Größere Verbreitung hatte der Brauch des Schlagens mit der Osterrute, der von einem Spruch begleitet wurde.
Stiep, stiep (pietsche, pietsche) Osterei,
gibst du mir kein Osterei,
stiep (hau) ich dir den Rock entzwei.
Auch gibt es noch eine andere Form, die in Bernau und Schönow bekannt war.
Stip, stiep Osterei.
Gibst du mir kein Kakelei,
hau ich dir den Rock entzwei.
Die Bezeichnung Kakelei für Ostern erinnert noch daran, dass das Gackern der Hühner im Süden des Kreises „Kakedazen“ genannt wurde.
Wie aus den Versen zu ersehen ist , bahnen sich die Kinder durch das Stiepen den Weg zu den Ostereiern.

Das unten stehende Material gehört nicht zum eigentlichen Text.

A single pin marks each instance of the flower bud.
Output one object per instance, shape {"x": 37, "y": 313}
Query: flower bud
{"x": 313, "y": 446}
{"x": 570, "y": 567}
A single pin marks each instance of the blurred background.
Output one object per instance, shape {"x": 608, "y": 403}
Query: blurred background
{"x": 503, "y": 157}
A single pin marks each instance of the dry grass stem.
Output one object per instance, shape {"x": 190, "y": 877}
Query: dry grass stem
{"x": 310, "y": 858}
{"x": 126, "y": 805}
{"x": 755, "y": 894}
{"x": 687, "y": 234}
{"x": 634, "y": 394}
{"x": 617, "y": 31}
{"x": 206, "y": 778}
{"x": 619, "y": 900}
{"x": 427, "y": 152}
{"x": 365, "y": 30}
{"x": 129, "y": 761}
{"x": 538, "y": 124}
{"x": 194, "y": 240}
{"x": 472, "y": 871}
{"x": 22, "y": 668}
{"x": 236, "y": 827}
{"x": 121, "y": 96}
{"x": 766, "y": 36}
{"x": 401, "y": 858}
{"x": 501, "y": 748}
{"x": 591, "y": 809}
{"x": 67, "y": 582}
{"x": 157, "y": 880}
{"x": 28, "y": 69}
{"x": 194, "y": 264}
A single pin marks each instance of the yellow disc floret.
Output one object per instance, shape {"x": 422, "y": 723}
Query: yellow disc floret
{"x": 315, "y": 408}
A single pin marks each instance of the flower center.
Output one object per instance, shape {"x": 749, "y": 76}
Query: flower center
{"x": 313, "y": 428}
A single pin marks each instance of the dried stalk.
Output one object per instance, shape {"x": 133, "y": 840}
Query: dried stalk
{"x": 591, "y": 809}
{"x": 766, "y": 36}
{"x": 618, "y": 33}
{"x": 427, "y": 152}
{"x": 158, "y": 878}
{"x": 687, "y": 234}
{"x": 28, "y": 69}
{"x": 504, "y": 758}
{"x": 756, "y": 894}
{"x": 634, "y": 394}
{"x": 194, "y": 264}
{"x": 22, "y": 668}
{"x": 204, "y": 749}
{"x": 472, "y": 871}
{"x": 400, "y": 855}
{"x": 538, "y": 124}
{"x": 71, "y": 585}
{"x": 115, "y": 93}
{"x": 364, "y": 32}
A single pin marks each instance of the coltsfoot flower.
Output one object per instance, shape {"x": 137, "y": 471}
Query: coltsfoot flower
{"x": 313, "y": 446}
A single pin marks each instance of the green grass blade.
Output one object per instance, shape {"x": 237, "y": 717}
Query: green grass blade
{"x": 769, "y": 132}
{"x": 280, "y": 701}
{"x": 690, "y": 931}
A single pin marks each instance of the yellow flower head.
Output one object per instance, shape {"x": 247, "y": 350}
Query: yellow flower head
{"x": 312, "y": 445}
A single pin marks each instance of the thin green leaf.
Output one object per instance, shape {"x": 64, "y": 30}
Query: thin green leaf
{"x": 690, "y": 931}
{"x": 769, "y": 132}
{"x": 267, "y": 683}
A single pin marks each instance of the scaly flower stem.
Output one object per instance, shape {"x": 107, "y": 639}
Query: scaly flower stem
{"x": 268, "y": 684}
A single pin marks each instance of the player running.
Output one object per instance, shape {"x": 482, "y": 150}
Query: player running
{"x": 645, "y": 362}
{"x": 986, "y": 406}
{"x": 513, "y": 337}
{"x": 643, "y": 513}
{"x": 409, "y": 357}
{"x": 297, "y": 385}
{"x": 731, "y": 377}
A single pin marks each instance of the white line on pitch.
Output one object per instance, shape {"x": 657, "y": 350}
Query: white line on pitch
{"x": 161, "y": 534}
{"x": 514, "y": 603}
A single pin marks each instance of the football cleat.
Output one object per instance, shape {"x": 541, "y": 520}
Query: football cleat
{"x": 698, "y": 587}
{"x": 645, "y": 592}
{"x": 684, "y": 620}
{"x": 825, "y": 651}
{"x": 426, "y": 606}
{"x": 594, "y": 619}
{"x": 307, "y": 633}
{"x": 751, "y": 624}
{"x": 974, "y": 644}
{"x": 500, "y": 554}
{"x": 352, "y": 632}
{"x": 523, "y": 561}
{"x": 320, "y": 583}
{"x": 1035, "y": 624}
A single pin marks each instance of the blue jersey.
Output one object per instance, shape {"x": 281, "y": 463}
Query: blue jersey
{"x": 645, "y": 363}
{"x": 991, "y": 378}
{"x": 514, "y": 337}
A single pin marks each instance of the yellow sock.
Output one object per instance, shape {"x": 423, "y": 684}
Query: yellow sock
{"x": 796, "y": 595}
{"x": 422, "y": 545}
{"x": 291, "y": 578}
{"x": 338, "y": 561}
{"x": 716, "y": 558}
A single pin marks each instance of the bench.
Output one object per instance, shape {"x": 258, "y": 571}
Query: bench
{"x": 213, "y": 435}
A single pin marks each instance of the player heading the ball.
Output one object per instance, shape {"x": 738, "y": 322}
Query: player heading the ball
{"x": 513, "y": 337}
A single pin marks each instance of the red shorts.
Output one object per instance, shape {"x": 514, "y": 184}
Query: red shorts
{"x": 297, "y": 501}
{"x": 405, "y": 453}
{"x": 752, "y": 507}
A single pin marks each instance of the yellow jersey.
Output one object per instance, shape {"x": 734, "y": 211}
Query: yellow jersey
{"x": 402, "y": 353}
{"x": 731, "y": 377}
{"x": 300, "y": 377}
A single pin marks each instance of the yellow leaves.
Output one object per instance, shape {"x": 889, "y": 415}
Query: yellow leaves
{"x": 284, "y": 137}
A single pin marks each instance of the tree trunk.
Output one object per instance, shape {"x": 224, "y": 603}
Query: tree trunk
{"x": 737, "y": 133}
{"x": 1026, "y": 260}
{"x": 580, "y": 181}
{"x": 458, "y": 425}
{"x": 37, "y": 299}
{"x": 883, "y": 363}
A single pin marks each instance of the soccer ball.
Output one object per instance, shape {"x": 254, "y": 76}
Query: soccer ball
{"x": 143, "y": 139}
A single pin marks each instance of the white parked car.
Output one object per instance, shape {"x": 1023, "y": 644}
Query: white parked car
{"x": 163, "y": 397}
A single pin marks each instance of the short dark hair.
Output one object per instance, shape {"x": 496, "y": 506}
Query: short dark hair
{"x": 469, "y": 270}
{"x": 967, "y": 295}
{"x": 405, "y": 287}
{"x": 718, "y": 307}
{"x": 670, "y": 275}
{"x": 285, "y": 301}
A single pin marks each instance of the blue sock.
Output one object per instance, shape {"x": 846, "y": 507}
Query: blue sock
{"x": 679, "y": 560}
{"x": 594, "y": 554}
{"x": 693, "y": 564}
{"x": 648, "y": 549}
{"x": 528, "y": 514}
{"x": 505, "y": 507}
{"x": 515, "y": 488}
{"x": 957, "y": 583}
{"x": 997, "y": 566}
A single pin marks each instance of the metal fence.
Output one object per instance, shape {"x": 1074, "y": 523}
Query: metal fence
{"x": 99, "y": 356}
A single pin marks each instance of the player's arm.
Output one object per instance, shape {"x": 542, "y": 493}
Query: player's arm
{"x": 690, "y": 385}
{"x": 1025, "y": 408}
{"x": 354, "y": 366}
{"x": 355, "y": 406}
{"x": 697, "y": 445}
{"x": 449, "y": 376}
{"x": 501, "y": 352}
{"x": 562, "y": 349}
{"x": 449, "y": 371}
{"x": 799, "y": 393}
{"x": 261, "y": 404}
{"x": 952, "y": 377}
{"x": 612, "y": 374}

Bis heute ist das Osterfest ein Anlass zum Schenken. Traditionen wie Osterfeuer werden ebenso gepflegt wie der Osterspaziergang am Ostermontag. Großer Beliebtheit erfreut sich auch seit dem 17. Jahrhundert der Osterhase. Leider verdeckt in der heutigen Zeit die Kommerzialisierung von Ostern die eigentliche Osterbotschaft.
Text: Horst Werner - Heimatverein der Hussitenstadt Bernau e.V.